Die nächsten Tage sahen nicht mehr ganz so trist aus. Ich lernte meinen italienischen und meinen brasilianischen Mitbewohner kennen. Sie waren freundlich und zeigten mir erstmal ein wenig die Stadt. Die Wohnung konnte man reinigen, defekte Dinge reparieren. Ich erforschte die nähere Umgebung, ging einkaufen, war das erste mal auf Arbeit. Erste Woche überstanden. Und die nächsten Wochen sollten noch besser werden. Ich arbeitete mich ein. Erledigte Formalitäten. Ich fühlte mich wohl in der Wohnung. Meine Mitbewohner wurden mir über die Zeit zu Freunden. Ich war mitten drin im Abenteuer Amsterdam.

Das ist nun alles etwa ein Jahr her. Ein Jahr! und es kam mir gar nicht lang vor. Zwischendurch habe ich so viel erlebt. Niederländische Lebensweise. Forschungsalltag. Große und kleine Konferenzen.
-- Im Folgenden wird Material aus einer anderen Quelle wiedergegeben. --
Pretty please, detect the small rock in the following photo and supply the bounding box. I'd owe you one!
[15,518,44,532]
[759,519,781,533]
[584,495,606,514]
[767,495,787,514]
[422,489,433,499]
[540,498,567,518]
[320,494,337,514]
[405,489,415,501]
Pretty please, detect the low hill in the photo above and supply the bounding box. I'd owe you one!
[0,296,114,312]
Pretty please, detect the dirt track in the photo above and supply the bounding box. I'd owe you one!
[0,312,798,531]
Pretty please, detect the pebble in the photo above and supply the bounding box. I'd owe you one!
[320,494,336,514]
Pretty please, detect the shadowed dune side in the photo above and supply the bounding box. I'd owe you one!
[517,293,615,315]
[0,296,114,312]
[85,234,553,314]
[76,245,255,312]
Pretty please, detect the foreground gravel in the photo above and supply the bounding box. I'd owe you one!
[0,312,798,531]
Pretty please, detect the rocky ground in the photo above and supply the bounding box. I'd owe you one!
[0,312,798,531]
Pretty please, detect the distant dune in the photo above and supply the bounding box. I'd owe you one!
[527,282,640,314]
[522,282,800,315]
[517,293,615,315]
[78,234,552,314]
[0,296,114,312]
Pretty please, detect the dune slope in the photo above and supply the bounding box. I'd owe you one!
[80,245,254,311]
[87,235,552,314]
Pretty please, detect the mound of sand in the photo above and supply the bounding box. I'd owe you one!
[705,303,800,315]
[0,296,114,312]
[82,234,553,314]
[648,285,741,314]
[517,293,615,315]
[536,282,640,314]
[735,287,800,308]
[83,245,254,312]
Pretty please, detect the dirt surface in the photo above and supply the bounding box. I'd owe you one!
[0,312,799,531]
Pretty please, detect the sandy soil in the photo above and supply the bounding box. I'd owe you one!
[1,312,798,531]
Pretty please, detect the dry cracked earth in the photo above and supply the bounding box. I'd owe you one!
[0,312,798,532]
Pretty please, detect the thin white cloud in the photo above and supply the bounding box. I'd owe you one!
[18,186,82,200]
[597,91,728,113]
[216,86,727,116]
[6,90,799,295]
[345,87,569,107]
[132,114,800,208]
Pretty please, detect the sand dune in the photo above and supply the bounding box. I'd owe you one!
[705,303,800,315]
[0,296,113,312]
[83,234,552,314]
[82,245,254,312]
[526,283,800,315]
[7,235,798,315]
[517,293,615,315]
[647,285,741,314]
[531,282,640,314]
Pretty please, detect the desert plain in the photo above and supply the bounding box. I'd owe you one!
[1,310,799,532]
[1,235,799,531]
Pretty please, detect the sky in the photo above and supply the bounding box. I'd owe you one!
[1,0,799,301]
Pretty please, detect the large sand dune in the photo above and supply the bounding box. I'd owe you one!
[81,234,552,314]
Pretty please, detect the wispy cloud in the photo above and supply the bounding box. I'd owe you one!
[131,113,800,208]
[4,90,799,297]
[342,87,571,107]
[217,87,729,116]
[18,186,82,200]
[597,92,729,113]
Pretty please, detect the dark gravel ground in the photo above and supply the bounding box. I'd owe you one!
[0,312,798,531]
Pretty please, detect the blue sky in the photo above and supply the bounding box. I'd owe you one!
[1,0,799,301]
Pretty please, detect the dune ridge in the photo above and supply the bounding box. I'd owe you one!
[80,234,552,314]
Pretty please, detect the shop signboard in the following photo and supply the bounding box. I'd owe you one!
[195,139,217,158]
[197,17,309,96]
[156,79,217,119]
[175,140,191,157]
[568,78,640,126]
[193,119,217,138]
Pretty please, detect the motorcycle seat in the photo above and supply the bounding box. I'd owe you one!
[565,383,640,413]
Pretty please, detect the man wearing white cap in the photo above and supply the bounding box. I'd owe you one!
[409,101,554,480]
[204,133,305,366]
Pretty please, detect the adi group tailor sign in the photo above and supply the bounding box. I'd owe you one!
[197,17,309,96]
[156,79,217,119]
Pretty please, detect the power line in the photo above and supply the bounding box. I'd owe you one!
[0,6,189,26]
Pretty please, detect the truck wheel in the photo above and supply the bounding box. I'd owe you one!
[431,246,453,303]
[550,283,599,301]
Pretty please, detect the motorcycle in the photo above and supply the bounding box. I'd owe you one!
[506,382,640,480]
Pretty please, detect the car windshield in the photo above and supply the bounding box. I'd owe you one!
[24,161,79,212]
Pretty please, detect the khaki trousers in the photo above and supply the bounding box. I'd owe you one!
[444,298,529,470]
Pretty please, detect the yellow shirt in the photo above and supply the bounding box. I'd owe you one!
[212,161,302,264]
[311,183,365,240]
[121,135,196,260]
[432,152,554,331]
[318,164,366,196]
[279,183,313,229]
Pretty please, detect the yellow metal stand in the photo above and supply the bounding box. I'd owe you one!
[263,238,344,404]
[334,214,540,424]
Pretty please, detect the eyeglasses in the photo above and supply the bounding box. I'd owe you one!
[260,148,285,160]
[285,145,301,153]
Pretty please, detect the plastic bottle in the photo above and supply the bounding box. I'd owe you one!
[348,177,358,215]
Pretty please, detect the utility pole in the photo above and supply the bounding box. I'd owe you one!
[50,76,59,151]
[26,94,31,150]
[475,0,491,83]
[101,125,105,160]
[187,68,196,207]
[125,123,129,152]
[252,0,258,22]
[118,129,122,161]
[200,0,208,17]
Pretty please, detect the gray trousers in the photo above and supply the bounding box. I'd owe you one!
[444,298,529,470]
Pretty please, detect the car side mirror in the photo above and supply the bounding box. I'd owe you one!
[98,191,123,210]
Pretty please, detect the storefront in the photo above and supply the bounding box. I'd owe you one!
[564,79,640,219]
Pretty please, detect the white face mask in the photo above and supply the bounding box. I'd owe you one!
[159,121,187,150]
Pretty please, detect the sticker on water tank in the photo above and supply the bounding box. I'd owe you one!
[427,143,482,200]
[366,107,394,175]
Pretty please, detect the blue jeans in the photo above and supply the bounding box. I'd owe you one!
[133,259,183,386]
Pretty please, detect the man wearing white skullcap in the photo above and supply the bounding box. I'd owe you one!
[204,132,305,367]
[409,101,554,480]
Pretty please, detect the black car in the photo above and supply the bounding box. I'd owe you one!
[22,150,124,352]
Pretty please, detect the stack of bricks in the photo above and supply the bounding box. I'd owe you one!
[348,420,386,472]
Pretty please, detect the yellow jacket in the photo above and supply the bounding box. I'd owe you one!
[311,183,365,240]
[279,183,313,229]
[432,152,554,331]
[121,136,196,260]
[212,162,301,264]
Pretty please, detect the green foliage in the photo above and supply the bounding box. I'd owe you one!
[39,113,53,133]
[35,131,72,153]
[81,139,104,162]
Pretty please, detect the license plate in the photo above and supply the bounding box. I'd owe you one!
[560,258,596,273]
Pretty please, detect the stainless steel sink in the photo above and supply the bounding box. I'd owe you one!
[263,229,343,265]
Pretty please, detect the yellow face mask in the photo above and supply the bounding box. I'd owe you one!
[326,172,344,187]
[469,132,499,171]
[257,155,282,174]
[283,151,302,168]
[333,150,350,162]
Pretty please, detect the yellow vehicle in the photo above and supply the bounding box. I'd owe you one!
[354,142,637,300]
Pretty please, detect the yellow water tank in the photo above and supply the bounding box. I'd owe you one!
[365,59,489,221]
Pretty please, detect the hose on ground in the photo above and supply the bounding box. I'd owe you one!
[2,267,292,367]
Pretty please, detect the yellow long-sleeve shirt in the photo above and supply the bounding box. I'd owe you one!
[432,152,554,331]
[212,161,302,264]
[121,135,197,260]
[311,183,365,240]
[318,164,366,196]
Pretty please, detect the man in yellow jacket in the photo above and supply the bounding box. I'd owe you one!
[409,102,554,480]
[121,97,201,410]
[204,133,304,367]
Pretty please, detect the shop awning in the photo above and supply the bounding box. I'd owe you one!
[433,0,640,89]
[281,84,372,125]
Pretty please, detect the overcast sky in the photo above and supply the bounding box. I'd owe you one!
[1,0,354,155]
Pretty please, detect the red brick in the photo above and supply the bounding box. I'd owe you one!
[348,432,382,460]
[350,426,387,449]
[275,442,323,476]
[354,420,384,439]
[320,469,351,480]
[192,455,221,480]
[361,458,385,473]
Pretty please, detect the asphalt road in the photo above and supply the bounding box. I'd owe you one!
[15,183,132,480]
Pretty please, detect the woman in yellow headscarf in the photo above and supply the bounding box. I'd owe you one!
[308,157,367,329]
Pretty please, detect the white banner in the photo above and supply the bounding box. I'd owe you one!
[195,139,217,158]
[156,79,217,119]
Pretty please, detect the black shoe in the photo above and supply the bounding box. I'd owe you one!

Eine Reise in die USA. Verrückte Partys. Ich habe Freunde besucht zuhause, und Freunde haben mich besucht. Ich bin in eine bessere Wohnung umgezogen. Das ist ein Jahr Amsterdam!! Mal von dem holperingen Start abgesehen, genieße ich meine Zeit hier. Ich habe es nicht bereut, hier herzukommen. Neue Freunde habe ich gefunden und viel Kontakt zu alten Freunden aufrechterhalten. Die Fahrradaktion würde ich nicht noch einmal so machen, aber auch die bereue ich nicht. Ich fühle mich wohl! Und freue mich auf die nächsten dreihundertfünfundsechzig Tage!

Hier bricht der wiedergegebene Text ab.